Here are a few of the predictions for labor/employment activities in the Trump administration –
- The new FLSA overtime rules which are on hold will be revised and installed with modification – expect the $455 per week salary requirement to be increased by $100 - $200 but not to the current $913 per week in the most recent regulations now on hold – automatic escalator provisions to raise the salary requirement periodically will go away.
- The federal minimum wage will be increased from $7.25 per hour to approximately $9.50 per hour over multiple years and numerous states will enact their own minimum wage requirements moving toward $13 per hour.
- E-Verify, which requires certain employers to check on the legal status of workers before hire, will be broadened to require all employers to ensure that their applicants and employees are properly documented to work – stronger enforcement will be seen in an effort to weed out the estimated 5% of the U.S. workforce which is undocumented.
- Employer paid sick leave for maternity purposes of six weeks will be enacted in hopes of staving off the initiative to modify the FMLA to make its 12 weeks fully compensable.
- The NLRB will modify its overzealous rulings restricting the rights of employers to promulgate rules and regulations pertaining to employees' use and abuse of social media and restrictions on policies and work rules within employee handbooks. The expansion of the joint employer doctrine which causes separate entities to be co-liable will eventually revert to the prior less stringent standard.
- OSHA's prolific promulgation of new Standards will slow dramatically and its new interpretation of restrictions on safety incentive programs and post accident drug testing will be modified to make both more workable for employers. But, the enhanced penalty structure which caused a 78% increase in fines last year will not be rolled back.
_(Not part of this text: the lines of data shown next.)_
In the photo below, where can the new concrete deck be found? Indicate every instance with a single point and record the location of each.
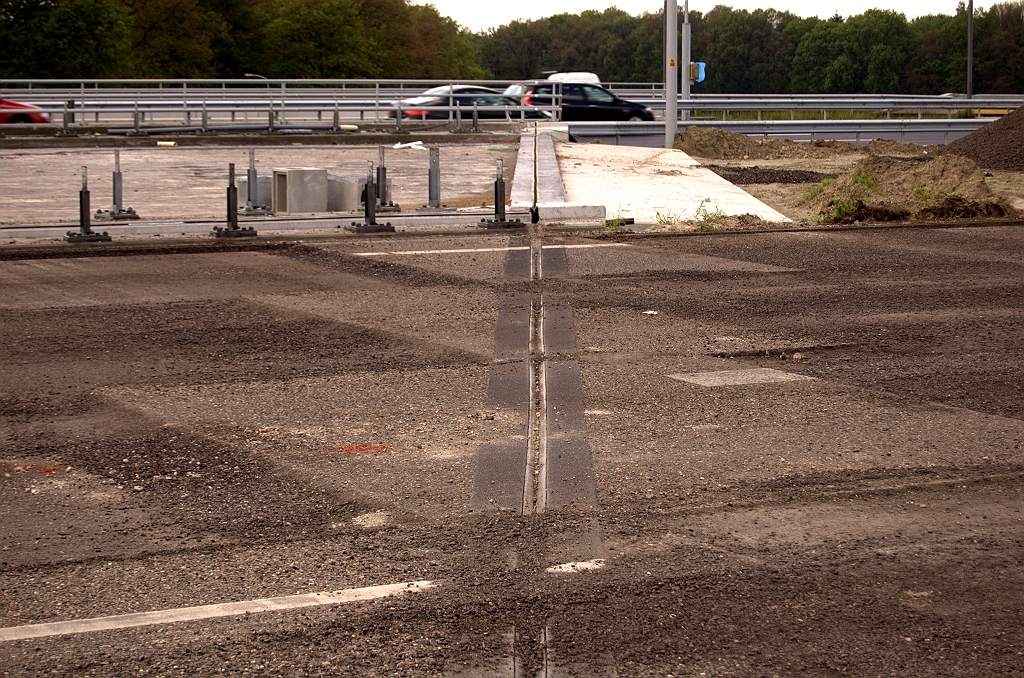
(651, 185)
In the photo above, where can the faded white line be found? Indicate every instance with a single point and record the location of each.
(208, 611)
(486, 249)
(739, 377)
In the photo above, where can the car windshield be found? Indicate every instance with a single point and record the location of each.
(598, 94)
(459, 89)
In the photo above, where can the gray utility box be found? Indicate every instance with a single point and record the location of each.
(263, 184)
(298, 189)
(345, 193)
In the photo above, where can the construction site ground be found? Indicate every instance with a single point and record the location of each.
(805, 455)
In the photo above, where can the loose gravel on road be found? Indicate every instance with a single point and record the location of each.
(192, 428)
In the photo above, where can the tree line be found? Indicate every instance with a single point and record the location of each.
(760, 51)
- The Affordable Care Act will be repealed but will be replaced with a somewhat similar structure with limited federal insurance subsidies, no employer mandate, no "Cadillac tax" and competition across state lines for health insurance companies – the transition will be slower than anticipated.
- Unionization in the private sector will continue to be quite limited at about 6.7% but public sector unionization will remain at the high level of approximately 35%.
- Multi-employer pension plans will continue to face long term unfunded vested benefit shortfalls causing some employees to receive less retirement benefits than promised but Congress will not enact further legislation to correct the problem.
So, get ready for a "wild ride" in 2017 – changes are coming. If you haven't consulted with your labor and employment law counsel for some time, chances are you will be chatting in 2017.